Sampling stream-bottom organisms:
Samples of stream- bottom organisms are collected by a modified Surber bottom-fauna sampler (Fig. 4-3). This sampler consists of a brass frame with Stainless-steel side pieces and a current baffler. To this is attached on a removable brass frame a fine net of 74 meshes/linear inch and a coarse net with 19 meshes/linear inch. The latter is fitted in the sampler in front of the line net to produce a cone or cone effect. Flanges on the insert prevent its being forced into the fine net in the rear.
Fig. 4 3. A modified Surber bottom-fauna sampler (after Smith, 1974).
This sampler picks up many small organisms along with fine detritus. At a time, it collects two subsamples with respect to size.
This sampler encloses a specified area of stream (500 cm2), which is the sample unit. Organisms, detritus and trash are scrubbed free from the substrate, and the current washes it into net. The contents are transferred to a container and are taken back to the laboratory for examination and sorting.
Dendrochronology is the science that calculates the accurate dating of past events through the aging of trees. It is based on the variation of growth rings. Growth rings, despite popular belief, are not regular, nor are they all necessarily lay down annually.
Because of the failure of cambium to form a sheath of xylem the entire length of the bole, rings may be omitted, especially near the base. This may be caused by the lack of food manufacture in the crown, by drought, fire, extreme cold, insect outbreaks, and so on. At the other extreme are multiple rings produced by multiple waves of cambial activity during the growing season.
These are caused by temporary interruptions in the normal growth, such as late spring frost, taking place after normal seasonal growth has ended. Thus, the growth rings reflect the interaction of woody plants and their environment.
The fundamental principle of Dendrochronology is cross dating, the correlation of distinctive patterns of growth between trees for a given sequence of years. Because no two plants have exactly the same growing environmental conditions and life history, the similarities are relative rather than quantitative.
The relative widths of corresponding rings are the same in relation to adjoining rings. By lining up these similarities, the investigator can establish the relative identity of any ring in sequence and aberrant rings in the individual specimen.
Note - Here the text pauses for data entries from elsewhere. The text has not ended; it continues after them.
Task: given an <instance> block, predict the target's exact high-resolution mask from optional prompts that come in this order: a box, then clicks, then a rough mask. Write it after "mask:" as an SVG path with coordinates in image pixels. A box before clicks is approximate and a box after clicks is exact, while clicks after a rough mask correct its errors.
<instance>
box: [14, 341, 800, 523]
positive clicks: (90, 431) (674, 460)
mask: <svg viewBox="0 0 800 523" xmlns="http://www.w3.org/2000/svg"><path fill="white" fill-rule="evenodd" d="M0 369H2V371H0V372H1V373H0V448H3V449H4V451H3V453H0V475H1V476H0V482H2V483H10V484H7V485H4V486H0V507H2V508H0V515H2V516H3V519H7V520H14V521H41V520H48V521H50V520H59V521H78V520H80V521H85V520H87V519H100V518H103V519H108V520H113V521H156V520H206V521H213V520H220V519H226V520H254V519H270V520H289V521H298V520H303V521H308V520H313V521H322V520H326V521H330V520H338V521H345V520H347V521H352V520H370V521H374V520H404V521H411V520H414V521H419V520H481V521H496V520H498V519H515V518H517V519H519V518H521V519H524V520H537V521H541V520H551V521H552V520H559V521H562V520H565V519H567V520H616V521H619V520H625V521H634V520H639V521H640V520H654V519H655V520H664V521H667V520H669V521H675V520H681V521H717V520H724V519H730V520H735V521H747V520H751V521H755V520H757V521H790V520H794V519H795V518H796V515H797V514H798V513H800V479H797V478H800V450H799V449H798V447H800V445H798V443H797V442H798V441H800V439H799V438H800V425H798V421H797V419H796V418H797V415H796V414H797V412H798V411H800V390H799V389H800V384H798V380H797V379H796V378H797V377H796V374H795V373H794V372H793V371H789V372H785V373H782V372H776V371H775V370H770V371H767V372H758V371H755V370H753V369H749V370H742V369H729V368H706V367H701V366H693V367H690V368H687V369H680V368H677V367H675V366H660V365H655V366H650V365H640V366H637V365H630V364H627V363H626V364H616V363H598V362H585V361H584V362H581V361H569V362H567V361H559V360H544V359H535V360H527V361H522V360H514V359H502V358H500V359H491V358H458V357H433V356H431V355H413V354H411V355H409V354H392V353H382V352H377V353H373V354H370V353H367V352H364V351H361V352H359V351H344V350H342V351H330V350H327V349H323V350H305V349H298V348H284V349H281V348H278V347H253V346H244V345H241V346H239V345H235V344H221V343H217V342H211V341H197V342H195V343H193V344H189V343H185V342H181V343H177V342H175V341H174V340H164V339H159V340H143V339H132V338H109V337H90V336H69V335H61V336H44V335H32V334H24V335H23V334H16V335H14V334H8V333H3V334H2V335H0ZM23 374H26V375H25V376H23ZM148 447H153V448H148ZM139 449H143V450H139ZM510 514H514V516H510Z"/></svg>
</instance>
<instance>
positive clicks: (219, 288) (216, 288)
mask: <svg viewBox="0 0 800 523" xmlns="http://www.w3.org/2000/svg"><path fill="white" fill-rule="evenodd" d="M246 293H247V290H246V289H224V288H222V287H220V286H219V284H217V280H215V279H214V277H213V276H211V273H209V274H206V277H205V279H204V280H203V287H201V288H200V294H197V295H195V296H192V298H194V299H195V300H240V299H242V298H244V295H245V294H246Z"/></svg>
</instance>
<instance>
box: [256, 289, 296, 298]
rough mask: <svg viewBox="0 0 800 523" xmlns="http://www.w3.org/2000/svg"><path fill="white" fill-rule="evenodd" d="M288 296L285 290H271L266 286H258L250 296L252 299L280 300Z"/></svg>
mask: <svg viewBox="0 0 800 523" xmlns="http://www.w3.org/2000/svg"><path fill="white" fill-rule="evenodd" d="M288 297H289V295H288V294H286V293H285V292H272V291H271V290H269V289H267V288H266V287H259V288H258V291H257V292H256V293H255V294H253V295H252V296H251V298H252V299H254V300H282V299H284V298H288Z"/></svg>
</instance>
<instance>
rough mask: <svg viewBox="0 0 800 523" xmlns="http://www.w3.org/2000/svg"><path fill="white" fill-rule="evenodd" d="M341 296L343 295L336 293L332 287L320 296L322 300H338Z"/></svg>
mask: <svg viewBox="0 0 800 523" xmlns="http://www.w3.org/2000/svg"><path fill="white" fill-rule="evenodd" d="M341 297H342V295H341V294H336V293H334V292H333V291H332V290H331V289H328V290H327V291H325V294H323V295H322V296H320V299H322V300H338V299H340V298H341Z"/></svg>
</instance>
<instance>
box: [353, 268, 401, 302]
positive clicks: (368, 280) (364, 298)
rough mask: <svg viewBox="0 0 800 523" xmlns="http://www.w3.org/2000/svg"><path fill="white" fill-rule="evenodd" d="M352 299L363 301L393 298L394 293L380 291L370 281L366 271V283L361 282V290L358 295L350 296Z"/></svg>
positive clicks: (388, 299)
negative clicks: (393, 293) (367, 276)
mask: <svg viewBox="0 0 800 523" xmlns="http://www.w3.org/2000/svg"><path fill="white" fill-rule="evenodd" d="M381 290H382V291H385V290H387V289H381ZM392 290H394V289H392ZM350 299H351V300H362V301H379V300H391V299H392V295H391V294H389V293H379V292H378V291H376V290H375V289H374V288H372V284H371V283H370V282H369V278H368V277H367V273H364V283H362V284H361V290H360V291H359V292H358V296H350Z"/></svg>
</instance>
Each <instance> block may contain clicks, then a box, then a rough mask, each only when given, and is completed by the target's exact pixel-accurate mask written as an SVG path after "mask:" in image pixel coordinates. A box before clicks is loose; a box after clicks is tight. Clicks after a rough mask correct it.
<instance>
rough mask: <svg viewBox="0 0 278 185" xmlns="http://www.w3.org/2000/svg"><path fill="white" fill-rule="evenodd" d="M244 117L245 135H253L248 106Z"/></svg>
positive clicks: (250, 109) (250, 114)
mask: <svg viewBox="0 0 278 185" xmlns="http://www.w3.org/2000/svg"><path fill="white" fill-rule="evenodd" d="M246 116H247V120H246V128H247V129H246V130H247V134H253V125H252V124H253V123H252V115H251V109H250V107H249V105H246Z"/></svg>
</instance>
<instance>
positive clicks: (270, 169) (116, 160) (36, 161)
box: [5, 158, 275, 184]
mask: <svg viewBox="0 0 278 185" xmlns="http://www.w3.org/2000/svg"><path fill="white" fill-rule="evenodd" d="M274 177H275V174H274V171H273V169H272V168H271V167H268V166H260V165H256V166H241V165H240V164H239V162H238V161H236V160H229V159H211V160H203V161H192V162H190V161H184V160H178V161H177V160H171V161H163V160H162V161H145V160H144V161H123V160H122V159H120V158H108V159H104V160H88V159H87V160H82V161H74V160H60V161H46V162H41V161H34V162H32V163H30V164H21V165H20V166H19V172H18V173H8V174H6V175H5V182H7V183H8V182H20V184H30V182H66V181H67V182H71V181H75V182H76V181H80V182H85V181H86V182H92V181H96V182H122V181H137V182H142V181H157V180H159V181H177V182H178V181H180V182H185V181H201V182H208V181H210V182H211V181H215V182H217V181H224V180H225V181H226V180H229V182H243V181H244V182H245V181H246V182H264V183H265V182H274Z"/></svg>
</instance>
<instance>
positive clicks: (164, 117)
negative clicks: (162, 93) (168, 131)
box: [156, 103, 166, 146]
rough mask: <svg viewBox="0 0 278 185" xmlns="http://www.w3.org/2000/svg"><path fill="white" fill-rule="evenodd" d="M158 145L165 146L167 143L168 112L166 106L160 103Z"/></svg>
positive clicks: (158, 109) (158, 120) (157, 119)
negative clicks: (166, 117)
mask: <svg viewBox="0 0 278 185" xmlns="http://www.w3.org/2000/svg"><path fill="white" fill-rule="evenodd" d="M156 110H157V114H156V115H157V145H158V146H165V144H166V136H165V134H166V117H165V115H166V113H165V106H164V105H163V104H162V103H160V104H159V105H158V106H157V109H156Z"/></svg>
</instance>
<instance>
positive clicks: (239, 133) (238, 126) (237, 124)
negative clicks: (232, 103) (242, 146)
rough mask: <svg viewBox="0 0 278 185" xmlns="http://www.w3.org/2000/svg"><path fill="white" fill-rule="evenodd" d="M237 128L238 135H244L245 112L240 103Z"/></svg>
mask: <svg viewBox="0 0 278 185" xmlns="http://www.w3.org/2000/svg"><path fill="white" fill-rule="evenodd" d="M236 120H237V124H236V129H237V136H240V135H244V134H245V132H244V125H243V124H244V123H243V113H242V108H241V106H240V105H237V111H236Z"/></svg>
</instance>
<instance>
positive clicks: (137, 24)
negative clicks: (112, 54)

Dendrochronology is used in number of studies—to age trees for management information, to establish dates of past forest fires, insect outbreaks, glaze, periods of suppression and release in the life history of forest trees. It has been involved in hydrological and archaeological studies and even in legal cases involving boundary disputes in which specimens are taken from fence posts and witness trees.
Palynology is the study of plant communities by the analysis of pollen profiles. It involves the collection of samples of peat in bog by peat borer from different depths and microscopic analysis in laboratory of the sample. Carbon-14 dating method can be used for correct assessment of the age of pollen grains in the sample.